Unlike seismically active Earth, Mars is a planetary-sized fossil. A new NASA mission named Mars 2020, the next-generation rover will carry a sophisticated mobile geology lab designed to search for signs of fossil single-celled algae and bacteria that are the planet’s most likely early inhabitants using sensitive scientific instruments will sniff out biosignatures—minerals and molecules secreted by ancient life at dried-up lake beds and extinct hydrothermal vents.

“On Earth, our ancient rock record has been through the washing machine and the ringer so many times that the fact that anything still retains any signature of its age is a miracle,” says Brown University’s Jack Mustard, one of the experts consulting with NASA on its fossil-finding mission. “The rocks on Mars would not have been processed to the same extent, would not have been beat up as much, would not have been stretched and squished and heated and buried and exhumed,” he says.



In contrast, some 50 percent of the Martian surface contains intact rocks dating back to those crucial first billion years of the planet’s formation, adds Mustard. Fossil Finder NASA is considering eight target landing sites for the Mars 2020 rover, shown on the map above.

“There's definitely a potential for life-forms that might have existed there that had a different biochemistry," says Mustard."If it were staring us in the face, hopefully we'd be able to recognize there’s some organizational aspect that would point to it not being a geologic process.”

Meanwhile, back on Earth, this past August, in a newly melted part of Greenland, Australian scientists found what they think is the oldest fossil on Earth, a remnant of life from 3.7 billion years ago when Earth's skies were orange and its oceans green.

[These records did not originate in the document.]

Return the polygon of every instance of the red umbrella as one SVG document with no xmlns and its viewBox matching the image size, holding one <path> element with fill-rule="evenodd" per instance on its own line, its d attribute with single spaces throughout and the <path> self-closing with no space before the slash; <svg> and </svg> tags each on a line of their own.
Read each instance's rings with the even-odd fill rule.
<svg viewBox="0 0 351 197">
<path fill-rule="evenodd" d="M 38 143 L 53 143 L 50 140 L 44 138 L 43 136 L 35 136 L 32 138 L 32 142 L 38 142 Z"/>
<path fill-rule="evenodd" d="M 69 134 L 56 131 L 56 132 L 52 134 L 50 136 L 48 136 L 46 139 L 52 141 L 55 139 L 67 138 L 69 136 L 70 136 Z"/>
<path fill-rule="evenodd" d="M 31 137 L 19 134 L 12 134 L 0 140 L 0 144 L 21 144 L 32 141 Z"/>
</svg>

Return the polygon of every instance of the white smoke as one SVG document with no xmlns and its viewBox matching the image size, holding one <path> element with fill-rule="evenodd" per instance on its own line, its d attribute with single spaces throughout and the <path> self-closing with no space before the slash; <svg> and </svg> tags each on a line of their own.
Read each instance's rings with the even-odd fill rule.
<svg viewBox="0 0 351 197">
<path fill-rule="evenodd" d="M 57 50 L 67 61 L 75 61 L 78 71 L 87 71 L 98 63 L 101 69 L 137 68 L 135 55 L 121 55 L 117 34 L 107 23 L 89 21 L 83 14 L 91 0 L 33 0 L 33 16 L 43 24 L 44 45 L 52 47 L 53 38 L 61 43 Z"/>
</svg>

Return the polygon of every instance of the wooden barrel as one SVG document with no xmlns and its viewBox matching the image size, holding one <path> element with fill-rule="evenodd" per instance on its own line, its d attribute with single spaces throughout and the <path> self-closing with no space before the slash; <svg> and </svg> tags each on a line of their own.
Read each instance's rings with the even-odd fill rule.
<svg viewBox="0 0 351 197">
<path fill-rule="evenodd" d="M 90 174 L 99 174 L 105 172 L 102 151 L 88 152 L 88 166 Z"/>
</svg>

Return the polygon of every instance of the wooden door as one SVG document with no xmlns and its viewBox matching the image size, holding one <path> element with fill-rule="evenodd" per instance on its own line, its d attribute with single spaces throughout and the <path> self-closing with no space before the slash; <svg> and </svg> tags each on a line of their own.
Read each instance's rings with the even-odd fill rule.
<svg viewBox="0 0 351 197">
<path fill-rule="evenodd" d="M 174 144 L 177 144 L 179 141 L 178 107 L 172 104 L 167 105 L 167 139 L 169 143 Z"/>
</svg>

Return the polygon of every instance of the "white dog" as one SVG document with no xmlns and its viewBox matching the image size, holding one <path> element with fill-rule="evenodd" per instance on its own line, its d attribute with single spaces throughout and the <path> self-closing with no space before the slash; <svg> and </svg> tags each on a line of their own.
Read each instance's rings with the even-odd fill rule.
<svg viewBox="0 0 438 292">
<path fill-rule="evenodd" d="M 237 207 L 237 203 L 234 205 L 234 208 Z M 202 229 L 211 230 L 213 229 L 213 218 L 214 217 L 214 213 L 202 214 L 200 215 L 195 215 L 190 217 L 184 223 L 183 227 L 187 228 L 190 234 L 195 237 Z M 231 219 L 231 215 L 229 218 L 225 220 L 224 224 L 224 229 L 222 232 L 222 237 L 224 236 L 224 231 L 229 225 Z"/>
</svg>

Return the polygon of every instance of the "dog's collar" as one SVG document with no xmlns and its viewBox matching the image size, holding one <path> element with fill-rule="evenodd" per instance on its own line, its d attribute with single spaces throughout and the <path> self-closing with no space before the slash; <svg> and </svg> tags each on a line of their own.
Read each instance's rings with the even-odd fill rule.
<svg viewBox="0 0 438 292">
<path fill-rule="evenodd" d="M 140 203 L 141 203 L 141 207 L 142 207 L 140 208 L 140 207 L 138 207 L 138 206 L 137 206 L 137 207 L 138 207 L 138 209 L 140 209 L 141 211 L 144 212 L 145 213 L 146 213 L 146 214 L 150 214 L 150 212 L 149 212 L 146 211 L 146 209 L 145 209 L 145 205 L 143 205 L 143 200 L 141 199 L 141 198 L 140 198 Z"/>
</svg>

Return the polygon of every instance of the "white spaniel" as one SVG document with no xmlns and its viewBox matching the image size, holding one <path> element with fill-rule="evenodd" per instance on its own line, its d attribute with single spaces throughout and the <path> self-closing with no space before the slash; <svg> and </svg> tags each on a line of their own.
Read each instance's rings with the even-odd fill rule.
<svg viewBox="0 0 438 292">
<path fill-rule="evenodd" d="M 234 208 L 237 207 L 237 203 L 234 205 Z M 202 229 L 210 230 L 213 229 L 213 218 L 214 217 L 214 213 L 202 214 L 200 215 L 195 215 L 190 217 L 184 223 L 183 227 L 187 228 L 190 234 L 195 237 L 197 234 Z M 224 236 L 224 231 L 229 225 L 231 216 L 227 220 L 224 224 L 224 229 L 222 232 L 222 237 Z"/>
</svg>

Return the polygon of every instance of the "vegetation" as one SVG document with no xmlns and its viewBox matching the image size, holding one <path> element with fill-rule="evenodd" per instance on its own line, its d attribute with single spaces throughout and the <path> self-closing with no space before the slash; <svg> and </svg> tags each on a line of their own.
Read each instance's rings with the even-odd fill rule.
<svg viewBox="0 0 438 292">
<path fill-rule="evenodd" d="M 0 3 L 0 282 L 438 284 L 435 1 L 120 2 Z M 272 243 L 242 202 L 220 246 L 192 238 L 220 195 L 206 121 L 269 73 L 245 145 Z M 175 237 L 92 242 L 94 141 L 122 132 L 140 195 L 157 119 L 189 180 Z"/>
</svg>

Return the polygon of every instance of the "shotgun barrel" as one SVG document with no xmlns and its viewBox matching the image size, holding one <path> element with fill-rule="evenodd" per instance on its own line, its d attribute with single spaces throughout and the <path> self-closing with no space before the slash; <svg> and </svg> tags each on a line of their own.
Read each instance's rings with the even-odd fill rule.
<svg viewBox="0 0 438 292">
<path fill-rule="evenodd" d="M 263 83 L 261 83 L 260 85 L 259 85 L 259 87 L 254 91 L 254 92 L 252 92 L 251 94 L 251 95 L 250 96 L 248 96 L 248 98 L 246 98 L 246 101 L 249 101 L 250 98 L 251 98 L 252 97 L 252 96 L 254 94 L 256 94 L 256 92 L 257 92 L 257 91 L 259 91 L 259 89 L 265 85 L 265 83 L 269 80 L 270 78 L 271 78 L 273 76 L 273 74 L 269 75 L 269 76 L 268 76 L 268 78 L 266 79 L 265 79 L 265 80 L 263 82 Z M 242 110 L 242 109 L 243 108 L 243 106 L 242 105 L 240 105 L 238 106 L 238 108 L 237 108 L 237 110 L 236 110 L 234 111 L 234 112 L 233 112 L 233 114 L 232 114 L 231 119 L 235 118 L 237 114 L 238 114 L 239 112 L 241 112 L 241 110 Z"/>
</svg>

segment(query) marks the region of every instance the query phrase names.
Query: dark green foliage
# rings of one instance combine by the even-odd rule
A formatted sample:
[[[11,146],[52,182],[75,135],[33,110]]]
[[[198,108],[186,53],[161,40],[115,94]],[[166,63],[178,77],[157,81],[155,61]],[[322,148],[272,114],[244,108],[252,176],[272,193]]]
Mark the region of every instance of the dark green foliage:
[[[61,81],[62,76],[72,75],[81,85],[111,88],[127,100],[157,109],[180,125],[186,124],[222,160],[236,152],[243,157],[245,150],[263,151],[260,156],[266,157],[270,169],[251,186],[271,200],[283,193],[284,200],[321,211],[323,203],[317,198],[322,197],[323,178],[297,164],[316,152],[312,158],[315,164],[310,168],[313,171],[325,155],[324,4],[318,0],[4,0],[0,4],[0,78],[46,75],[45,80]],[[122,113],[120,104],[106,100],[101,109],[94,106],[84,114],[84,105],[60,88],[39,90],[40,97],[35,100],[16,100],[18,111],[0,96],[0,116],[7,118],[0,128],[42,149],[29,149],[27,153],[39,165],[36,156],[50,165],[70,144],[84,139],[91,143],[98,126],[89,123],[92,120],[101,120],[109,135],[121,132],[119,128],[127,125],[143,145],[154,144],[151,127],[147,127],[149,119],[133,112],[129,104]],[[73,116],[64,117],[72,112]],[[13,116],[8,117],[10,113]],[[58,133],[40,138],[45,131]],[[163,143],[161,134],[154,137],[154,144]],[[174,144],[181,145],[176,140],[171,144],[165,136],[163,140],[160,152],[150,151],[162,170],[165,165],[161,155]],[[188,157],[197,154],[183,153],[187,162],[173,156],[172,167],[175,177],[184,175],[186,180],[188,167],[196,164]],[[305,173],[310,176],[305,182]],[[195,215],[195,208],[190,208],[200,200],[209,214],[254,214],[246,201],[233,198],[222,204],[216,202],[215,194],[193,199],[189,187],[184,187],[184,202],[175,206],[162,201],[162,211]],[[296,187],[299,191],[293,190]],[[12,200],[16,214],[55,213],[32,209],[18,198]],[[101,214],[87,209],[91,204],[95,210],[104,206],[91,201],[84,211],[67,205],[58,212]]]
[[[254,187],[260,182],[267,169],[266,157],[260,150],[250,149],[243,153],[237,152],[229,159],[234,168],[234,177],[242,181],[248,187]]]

The discovery shows life may have formed quicker and easier than once thought, about half a billion years after Earth formed . And that may also give hope for life forming elsewhere, such as Mars, said study co-author Martin VanKranendonk of the University of New South Wales and director of the Australian Center for Astrobiology.



"It gives us an idea how our planet evolved and how life gained a foothold," VanKranendonk said.

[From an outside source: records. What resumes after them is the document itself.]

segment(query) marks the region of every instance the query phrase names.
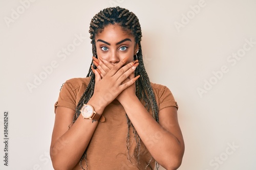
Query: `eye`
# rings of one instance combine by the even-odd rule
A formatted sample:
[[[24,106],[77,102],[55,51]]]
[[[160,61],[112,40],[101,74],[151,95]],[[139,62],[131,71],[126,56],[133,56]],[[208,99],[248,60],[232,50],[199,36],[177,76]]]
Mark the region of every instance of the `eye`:
[[[125,50],[127,50],[127,47],[123,46],[120,47],[120,48],[119,48],[119,50],[120,51],[125,51]]]
[[[106,46],[102,46],[102,47],[101,47],[101,50],[104,52],[106,52],[108,50],[109,50],[109,48],[108,48],[108,47]]]

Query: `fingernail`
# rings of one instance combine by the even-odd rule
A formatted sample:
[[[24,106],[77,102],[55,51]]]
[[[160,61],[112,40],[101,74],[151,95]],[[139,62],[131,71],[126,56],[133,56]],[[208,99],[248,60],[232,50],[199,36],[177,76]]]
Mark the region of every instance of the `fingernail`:
[[[101,60],[103,63],[105,63],[106,62],[106,60],[104,60],[103,58],[102,58],[100,57],[99,57],[99,58],[100,59],[100,60]]]
[[[97,70],[97,71],[98,71],[98,73],[99,73],[100,75],[101,74],[101,72],[100,72],[100,71],[99,70],[99,69],[98,68],[97,68],[96,70]]]
[[[96,67],[99,66],[99,64],[98,64],[95,61],[93,61],[93,63],[96,66]]]
[[[140,77],[140,75],[138,75],[137,76],[136,76],[136,77],[135,77],[133,79],[133,80],[134,81],[136,81],[137,80],[137,79],[139,79],[139,77]]]
[[[93,67],[92,65],[91,65],[91,68],[92,68],[92,70],[93,71],[93,73],[95,73],[95,70],[94,70],[94,68],[93,68]]]
[[[139,65],[138,63],[136,63],[135,65],[134,65],[132,67],[132,68],[133,69],[135,69],[135,68],[136,68],[138,65]]]
[[[135,60],[135,61],[133,61],[133,65],[135,65],[136,63],[137,63],[137,62],[139,62],[139,60]]]
[[[97,63],[99,63],[99,60],[97,59],[95,57],[93,56],[93,60],[95,61]]]
[[[122,60],[122,62],[124,63],[126,63],[126,62],[127,61],[127,60],[128,60],[128,57],[125,57],[125,58],[124,58]]]

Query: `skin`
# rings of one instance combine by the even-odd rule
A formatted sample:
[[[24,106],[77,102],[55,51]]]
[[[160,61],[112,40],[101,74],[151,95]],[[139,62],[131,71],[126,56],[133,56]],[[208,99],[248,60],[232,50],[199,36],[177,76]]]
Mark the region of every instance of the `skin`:
[[[95,60],[98,69],[93,70],[94,93],[88,104],[101,114],[106,106],[117,100],[154,158],[166,169],[176,169],[180,166],[184,150],[177,109],[170,107],[161,110],[158,124],[136,95],[134,82],[139,76],[135,78],[134,72],[139,64],[132,62],[138,49],[134,37],[119,25],[111,25],[95,36],[95,42],[100,60]],[[109,91],[112,98],[102,100],[102,96]],[[140,114],[134,114],[134,110]],[[68,130],[74,113],[68,108],[56,108],[50,149],[55,169],[70,169],[77,164],[97,127],[98,122],[92,124],[80,114]]]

"It would have been a very different world. It would have had black continents, a green ocean with orange skies," he said. The land was likely black because the cooling lava had no plants, while large amounts of iron made the oceans green. Because the atmosphere had very little oxygen and oxygen is what makes the sky blue, its predominant color would have been orange, he said.

Scientists had thought it would take at least half a billion years for life to form after the molten Earth started to cool a bit, but this shows it could have happened quicker, he said. That's because the newly found fossil is far too complex to have developed soon after the planet's first life forms, he said.